Democrats and others say the USAID is enshrined in legislation as an independent agency, and cannot be shut down without congressional approval. Supporters of USAID from both political parties say its work overseas is essential to countering the influence of Russia, China and other adversaries and rivals abroad, and to cementing alliances and partnerships.

The decision to withdraw direct-hire staff and their families earlier than their planned departures will probably cost the government tens of millions of dollars in travel and relocation costs. Staff ordered on leave include both foreign and civil service officers who have legal protection against arbitrary dismissal and being placed on leave without reason.

The American Foreign Service Association, the union which represents U.S. diplomats, sent a notice to its members denouncing the decision and saying it was preparing legal action to counter or halt it.

Locally employed USAID staff, however, do not have much recourse and were excluded from the federal government’s voluntary buyout offer.

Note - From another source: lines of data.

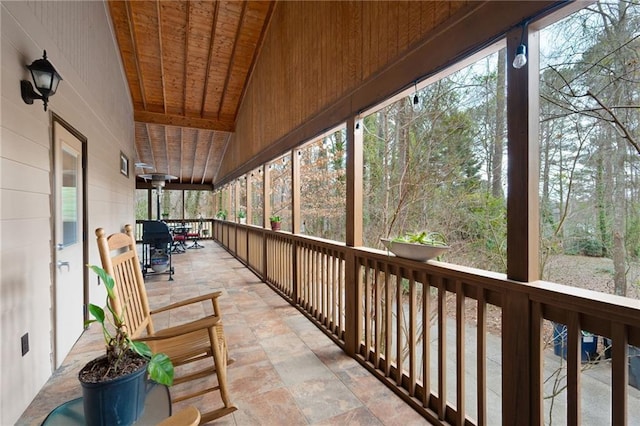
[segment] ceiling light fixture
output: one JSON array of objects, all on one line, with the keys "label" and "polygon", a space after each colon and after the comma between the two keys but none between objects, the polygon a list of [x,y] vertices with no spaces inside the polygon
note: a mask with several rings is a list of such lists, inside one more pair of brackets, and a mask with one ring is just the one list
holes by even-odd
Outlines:
[{"label": "ceiling light fixture", "polygon": [[58,71],[47,60],[47,51],[42,54],[42,59],[36,59],[31,65],[27,65],[31,71],[31,78],[36,85],[36,92],[28,80],[20,80],[20,94],[25,104],[31,105],[35,99],[42,99],[44,110],[47,110],[49,97],[53,96],[62,80]]}]

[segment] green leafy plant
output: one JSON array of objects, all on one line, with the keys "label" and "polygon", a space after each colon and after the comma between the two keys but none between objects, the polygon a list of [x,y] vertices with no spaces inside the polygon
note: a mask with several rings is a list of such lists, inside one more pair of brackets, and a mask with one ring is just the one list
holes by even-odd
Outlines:
[{"label": "green leafy plant", "polygon": [[421,231],[421,232],[409,232],[402,237],[396,237],[392,241],[400,243],[413,243],[423,244],[427,246],[444,247],[447,246],[447,239],[441,232],[436,231]]},{"label": "green leafy plant", "polygon": [[100,277],[107,289],[106,307],[108,313],[111,314],[111,318],[107,317],[105,310],[100,306],[89,304],[89,312],[94,319],[87,320],[85,325],[97,322],[102,326],[102,334],[104,336],[107,349],[107,360],[114,373],[123,369],[123,360],[125,359],[126,354],[129,351],[132,351],[148,360],[147,373],[149,373],[149,378],[151,380],[163,385],[171,386],[173,384],[174,371],[173,364],[169,357],[163,353],[154,354],[146,343],[132,340],[129,337],[129,334],[126,331],[124,318],[115,312],[111,304],[111,301],[115,298],[115,281],[113,277],[107,274],[107,272],[99,266],[88,266]]}]

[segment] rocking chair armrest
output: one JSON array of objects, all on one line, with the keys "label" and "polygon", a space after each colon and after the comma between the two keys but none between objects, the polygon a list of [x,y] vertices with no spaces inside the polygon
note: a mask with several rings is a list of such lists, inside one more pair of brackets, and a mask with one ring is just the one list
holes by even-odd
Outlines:
[{"label": "rocking chair armrest", "polygon": [[214,291],[213,293],[203,294],[202,296],[192,297],[190,299],[181,300],[179,302],[172,303],[167,306],[162,306],[158,309],[153,309],[149,313],[153,315],[159,312],[165,312],[165,311],[170,311],[171,309],[181,308],[183,306],[191,305],[193,303],[203,302],[205,300],[215,301],[215,299],[220,297],[221,294],[222,294],[221,291]]},{"label": "rocking chair armrest", "polygon": [[209,315],[195,321],[176,325],[174,327],[164,328],[150,336],[140,336],[135,340],[151,341],[151,340],[163,340],[171,337],[183,336],[188,333],[193,333],[194,331],[206,330],[208,328],[216,326],[219,323],[220,323],[220,317],[216,315]]}]

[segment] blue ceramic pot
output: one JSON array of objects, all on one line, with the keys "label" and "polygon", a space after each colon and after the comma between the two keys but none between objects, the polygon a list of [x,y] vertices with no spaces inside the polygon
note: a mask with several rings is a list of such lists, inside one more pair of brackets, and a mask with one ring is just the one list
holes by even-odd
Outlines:
[{"label": "blue ceramic pot", "polygon": [[145,363],[133,373],[113,380],[99,383],[80,381],[86,424],[131,425],[138,420],[144,410],[147,396],[146,372]]}]

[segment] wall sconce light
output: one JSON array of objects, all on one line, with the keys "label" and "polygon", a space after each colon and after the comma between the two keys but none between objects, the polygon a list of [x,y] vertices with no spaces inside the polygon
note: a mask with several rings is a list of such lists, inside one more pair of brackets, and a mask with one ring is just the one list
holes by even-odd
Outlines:
[{"label": "wall sconce light", "polygon": [[31,65],[27,65],[27,68],[31,71],[31,78],[40,93],[33,90],[30,81],[20,80],[22,100],[24,103],[31,105],[34,99],[42,99],[42,102],[44,102],[44,110],[46,111],[49,97],[56,93],[62,77],[60,77],[58,71],[51,65],[51,62],[47,60],[46,50],[42,55],[42,59],[36,59]]},{"label": "wall sconce light", "polygon": [[527,22],[522,24],[522,35],[520,36],[520,45],[516,49],[516,57],[513,59],[513,67],[520,69],[527,64],[527,46],[524,44],[524,36],[527,32]]},{"label": "wall sconce light", "polygon": [[415,92],[413,93],[413,110],[415,112],[420,111],[420,98],[418,98],[418,81],[414,83]]}]

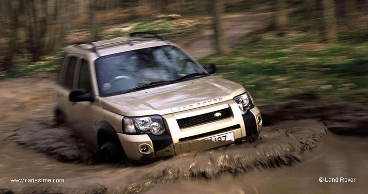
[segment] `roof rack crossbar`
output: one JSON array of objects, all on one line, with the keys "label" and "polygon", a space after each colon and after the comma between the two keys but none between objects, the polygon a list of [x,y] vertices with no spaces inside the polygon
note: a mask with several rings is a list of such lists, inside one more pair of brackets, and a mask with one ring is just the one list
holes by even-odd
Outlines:
[{"label": "roof rack crossbar", "polygon": [[[80,42],[76,42],[76,43],[74,44],[74,45],[75,45],[75,46],[79,46],[79,45],[90,45],[92,46],[92,48],[90,48],[90,49],[87,49],[92,50],[92,51],[93,51],[93,52],[94,52],[95,53],[96,53],[96,54],[97,55],[98,57],[100,56],[99,56],[100,55],[99,55],[98,53],[97,52],[97,49],[96,49],[96,47],[94,45],[94,44],[93,44],[93,43],[92,43],[91,42],[90,42],[90,41],[80,41]],[[80,47],[79,47],[79,48],[82,48],[82,49],[85,49],[85,48],[81,48]]]},{"label": "roof rack crossbar", "polygon": [[147,40],[147,39],[126,40],[123,40],[123,41],[119,41],[119,42],[113,42],[113,43],[111,43],[105,44],[104,45],[99,45],[96,47],[96,49],[105,48],[115,47],[115,46],[126,44],[129,44],[129,45],[132,46],[133,45],[133,43],[134,43],[135,42],[142,42],[142,41],[146,41]]},{"label": "roof rack crossbar", "polygon": [[139,35],[152,35],[153,37],[155,37],[158,39],[162,41],[164,41],[165,39],[161,36],[156,34],[156,33],[148,32],[135,32],[131,33],[129,34],[129,36],[133,37]]}]

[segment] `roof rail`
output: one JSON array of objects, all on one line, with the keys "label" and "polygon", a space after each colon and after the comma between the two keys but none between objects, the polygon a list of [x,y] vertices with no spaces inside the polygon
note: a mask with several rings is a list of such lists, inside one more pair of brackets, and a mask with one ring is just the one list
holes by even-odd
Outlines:
[{"label": "roof rail", "polygon": [[162,40],[162,41],[165,40],[165,39],[161,36],[156,34],[156,33],[151,32],[136,32],[131,33],[129,34],[129,36],[133,37],[133,36],[136,36],[139,35],[147,35],[147,34],[152,35],[153,36],[153,37],[155,37],[160,40]]},{"label": "roof rail", "polygon": [[98,53],[97,52],[97,49],[96,49],[96,47],[94,45],[94,44],[93,44],[93,43],[92,43],[91,42],[90,42],[90,41],[80,41],[80,42],[76,42],[76,43],[74,44],[74,45],[76,46],[79,46],[80,45],[90,45],[92,46],[92,48],[81,48],[80,47],[79,47],[79,48],[82,48],[82,49],[91,50],[92,51],[93,51],[93,52],[94,52],[95,53],[96,53],[96,54],[97,55],[97,57],[99,57],[100,56],[100,55],[98,54]]}]

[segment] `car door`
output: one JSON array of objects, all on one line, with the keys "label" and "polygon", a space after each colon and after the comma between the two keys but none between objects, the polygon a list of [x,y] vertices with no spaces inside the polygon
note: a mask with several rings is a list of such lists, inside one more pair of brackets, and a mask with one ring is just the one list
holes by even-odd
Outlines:
[{"label": "car door", "polygon": [[69,100],[70,91],[75,88],[74,81],[78,57],[68,55],[66,57],[61,68],[59,84],[55,90],[58,103],[58,106],[61,109],[65,118],[69,122],[74,121],[72,102]]},{"label": "car door", "polygon": [[[83,58],[79,59],[76,72],[76,88],[84,89],[87,93],[93,94],[89,62]],[[76,124],[78,132],[86,140],[93,144],[96,142],[95,139],[97,135],[97,131],[94,129],[96,121],[93,113],[95,103],[89,101],[78,102],[74,103],[73,105],[74,114],[78,120],[78,123]]]}]

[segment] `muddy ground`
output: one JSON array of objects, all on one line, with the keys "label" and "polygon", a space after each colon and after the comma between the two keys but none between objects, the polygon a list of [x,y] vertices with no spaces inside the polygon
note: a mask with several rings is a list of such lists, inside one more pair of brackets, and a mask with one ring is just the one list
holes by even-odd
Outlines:
[{"label": "muddy ground", "polygon": [[[250,16],[254,14],[227,16],[232,22],[226,31],[228,41],[236,43],[235,38],[262,27],[261,20],[270,16],[269,13]],[[196,58],[213,52],[209,34],[203,36],[193,44],[183,45]],[[261,106],[265,126],[255,143],[188,153],[145,165],[97,164],[91,160],[92,153],[69,126],[55,125],[54,80],[52,76],[39,76],[0,82],[0,194],[324,194],[368,190],[365,107],[345,103],[306,105],[303,101],[282,106]],[[356,182],[320,182],[321,177],[355,178]],[[65,182],[10,181],[32,178],[64,178]]]},{"label": "muddy ground", "polygon": [[[255,143],[184,154],[146,165],[95,164],[91,162],[92,153],[73,130],[54,123],[53,83],[47,76],[0,83],[0,91],[5,94],[0,101],[3,193],[267,193],[289,189],[290,193],[363,193],[368,189],[364,184],[368,173],[368,143],[366,138],[356,136],[366,134],[368,112],[364,107],[345,106],[341,112],[337,104],[261,106],[265,126]],[[337,128],[338,124],[342,124]],[[324,124],[333,129],[327,133]],[[335,134],[341,134],[338,129],[343,126],[349,127],[350,136]],[[318,179],[336,176],[357,181],[332,184]],[[10,181],[32,178],[64,178],[65,182]]]}]

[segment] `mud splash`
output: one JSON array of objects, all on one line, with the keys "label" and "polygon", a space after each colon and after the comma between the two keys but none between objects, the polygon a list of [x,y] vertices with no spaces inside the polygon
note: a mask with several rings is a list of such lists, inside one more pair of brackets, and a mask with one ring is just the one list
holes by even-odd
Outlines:
[{"label": "mud splash", "polygon": [[313,118],[325,122],[328,130],[343,135],[368,136],[368,108],[346,102],[316,102],[306,104],[295,101],[283,106],[260,108],[263,124]]},{"label": "mud splash", "polygon": [[28,127],[12,131],[7,139],[61,162],[88,163],[93,153],[68,126],[57,125],[51,118],[29,120]]},{"label": "mud splash", "polygon": [[233,145],[215,150],[177,157],[158,163],[156,171],[134,178],[120,192],[141,193],[158,184],[184,178],[212,179],[255,169],[291,165],[301,154],[316,147],[327,128],[313,120],[287,122],[287,129],[265,128],[255,144]]},{"label": "mud splash", "polygon": [[[90,159],[92,153],[86,152],[85,146],[67,126],[55,127],[52,119],[44,117],[28,123],[29,127],[12,131],[8,139],[63,162],[86,163]],[[315,120],[283,122],[264,128],[255,143],[188,153],[147,166],[119,166],[115,170],[106,166],[96,167],[109,175],[109,180],[116,180],[104,186],[113,191],[116,188],[115,191],[119,193],[141,193],[157,185],[179,180],[212,179],[226,174],[237,175],[256,169],[292,165],[301,161],[303,152],[316,147],[319,138],[326,133],[326,127]],[[98,178],[98,173],[92,173],[97,178],[97,182],[107,181],[106,178]],[[86,185],[80,186],[87,189]],[[43,189],[38,187],[35,191]],[[60,193],[80,192],[68,189]]]}]

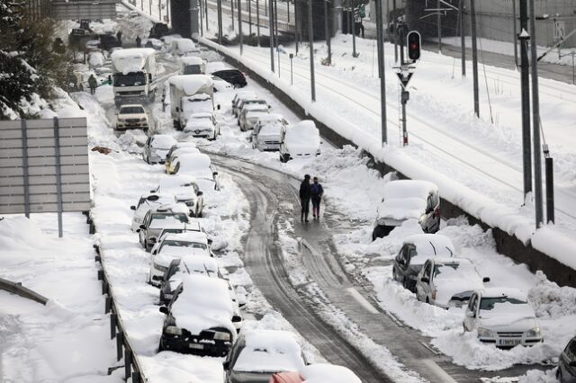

USAID staffers and families faced wrenching decisions as the rumored order loomed, including whether to pull children out of school midyear. Some gave away pet cats and dogs, fearing the administration would not workers time to complete the paperwork to bring the animals with them.

The announcement came as Secretary of State Marco Rubio was on a five-nation tour of Central America and met this week with embassy and USAID staff at two of the region’s largest USAID missions: El Salvador and Guatemala.

At a news conference Tuesday, Rubio said he has “long supported foreign aid. I continue to support foreign aid. But foreign aid is not charity.” He noted that every dollar the U.S. spends must advance its national interests.

The online notice says those who will be exempted from leave include staffers responsible for “mission-critical functions, core leadership and specially designated programs” and would be informed by Thursday afternoon.

“Thank you for your service,” the notice concluded.

___

Lee reported from Guatemala City.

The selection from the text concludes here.